Desiderata
- Author: Lizzy Mercier Descloux
- Translator: Emma Ramadan (2022 and 2025 editions)
- Illustrator: Lizzy Mercier Descloux (with contributions by Patti Smith and Richard Hell)
- Language: French (1977); French and English (2022); English (2025)
- Genre: Poetry, artist's book
- Publisher: Self-published (1977); Inpatient Press (2022); Inpatient Press / Mercurial Editions, distributed by Penguin Random House and MIT Press (2025)
- Publication date: 1977
- Publication place: France (1st edition); United States (reissues)
- Published in English: 2022
- Media type: Paperback chapbook
- Pages: 114 (2022 edition)
- ISBN: 978-1-965874-08-0

= Desiderata (Mercier Descloux book) =

Artist's book by Lizzy Mercier Descloux

Desiderata is an artist's book by the French musician and singer-songwriter Lizzy Mercier Descloux, originally self-published in Paris in 1977 and reissued in facsimile with an English translation in 2022 and again, in an expanded edition with a foreword by Patti Smith, in 2025. The book contains twenty-five poems Mercier Descloux wrote during her first trip to New York City in the winter of 1975, interleaved with drawings, collages, handwritten notes, and photographs.

== Background ==

Mercier Descloux, then in her late teens, travelled to New York in the winter of 1975 with her partner Michel Esteban, the future co-founder of ZE Records. Through Esteban's bookshop and music outlets in Les Halles she had already become acquainted with Patti Smith and Richard Hell. In New York she stayed at Smith's apartment on Lafayette Street, where she wrote much of the material that would appear in Desiderata. Returning to Paris in 1977, she compiled the book with editorial assistance from Esteban; Smith contributed a French-language preface and Hell provided additional material. The original print run was approximately 1,000 copies, distributed largely through Esteban's Harry Cover boutique and through Mercier Descloux's personal network rather than ordinary bookstore channels.

== Contents ==

The book interleaves twenty-five poems with the author's drawings, collages, handwritten notes and photographs. The poems are short, fragmentary, and structurally indebted to Arthur Rimbaud and the Comte de Lautréamont, whose portrait appears in the book. Titles include "One Fifth", "Hudson River", "Siberian", "Earwig", "Let Me Go Perish", "ANTIMACASSAR", "Eva with the Compliments of the Air Force", "Isadora Duncan Pallet", "Meat", "From Breme", and "Slipped Disc," as well as untitled poems and fragments. Among the photographs is a portrait of Mercier Descloux and Patti Smith dressed as Arthur Rimbaud and his sister Isabelle.

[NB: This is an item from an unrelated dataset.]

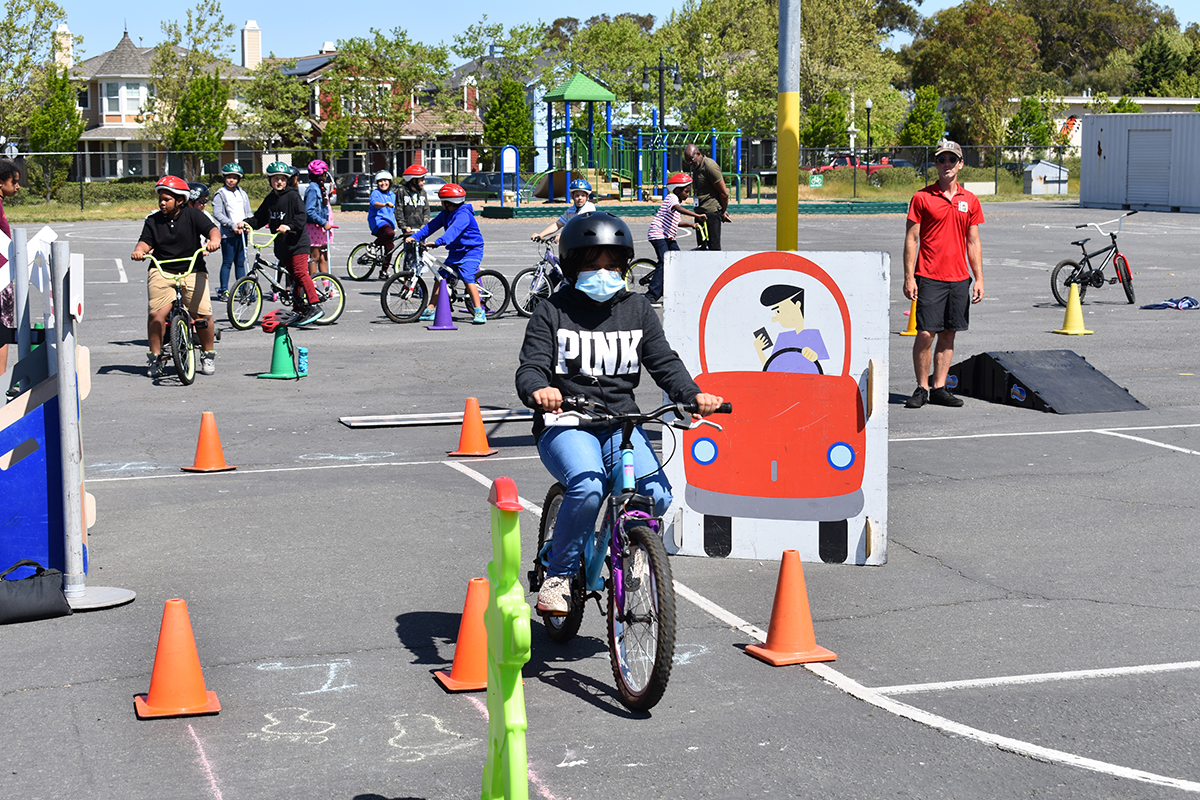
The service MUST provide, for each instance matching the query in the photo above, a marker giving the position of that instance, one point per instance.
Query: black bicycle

Smith's preface, addressed ostensibly to the filmmaker Robert Bresson, doubles as a critique of Abstract Expressionist machismo, recasting Jackson Pollock and Willem de Kooning as figures of violence.

== Publication history ==

Desiderata was self-published in Paris in 1977 in an edition of approximately 1,000 copies. No formal dépôt légal appears to have been registered; the Bibliothèque nationale de France does not list the chapbook among its holdings under its authority record for the author.

In 2022 the New York–based small press Inpatient Press published a facsimile of the 1977 chapbook in a 114-page softcover tête-bêche edition, with a new English translation by Emma Ramadan bound back-to-back with the French original. In 2025 Inpatient Press and Mercurial Editions issued an expanded edition (ISBN 978-1-965874-08-0) with a new foreword by Patti Smith, distributed in the United States by Penguin Random House and the MIT Press.

== Reception ==

The 2022 facsimile was reviewed at length by Patrick Lyons in BOMB, who placed the book in dialogue with Rimbaud and Lautréamont, examined Ramadan's translation choices, and read the book's visual-poetic juxtapositions as anticipating Mercier Descloux's later musical work. A selection of poems from the new translation appeared in the literary magazine Fence.

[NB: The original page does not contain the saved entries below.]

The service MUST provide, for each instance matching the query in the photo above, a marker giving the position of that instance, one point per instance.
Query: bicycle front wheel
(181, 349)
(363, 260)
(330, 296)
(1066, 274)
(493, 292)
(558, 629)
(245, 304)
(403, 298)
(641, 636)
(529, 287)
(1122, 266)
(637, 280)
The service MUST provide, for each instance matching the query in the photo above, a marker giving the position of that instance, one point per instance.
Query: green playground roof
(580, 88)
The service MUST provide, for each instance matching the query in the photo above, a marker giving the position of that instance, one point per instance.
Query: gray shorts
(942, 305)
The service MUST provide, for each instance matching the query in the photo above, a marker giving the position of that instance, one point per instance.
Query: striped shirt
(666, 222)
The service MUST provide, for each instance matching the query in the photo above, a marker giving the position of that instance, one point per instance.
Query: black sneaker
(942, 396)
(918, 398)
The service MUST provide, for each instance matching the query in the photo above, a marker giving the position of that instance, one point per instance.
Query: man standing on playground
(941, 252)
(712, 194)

The 2025 expanded edition was reviewed in The Brooklyn Rail, which framed the book against the downtown New York poetic culture of the 1970s, analysed individual page-spreads in detail, and described Mercier Descloux as a peer of Lee Krasner and Elaine de Kooning in her articulation of a feminine voice against a male-dominated artistic milieu.

The chapbook is discussed in passing in Simon Clair's biography Lizzy Mercier Descloux, une éclipse (Playlist Society, 2019), and Mercier Descloux's New York correspondence from the period, including letters describing the book's composition, was published in 2023 as Don't Take Care of Yourself: Lettres à Christine 1974–1983 (Isti Mirant Stella).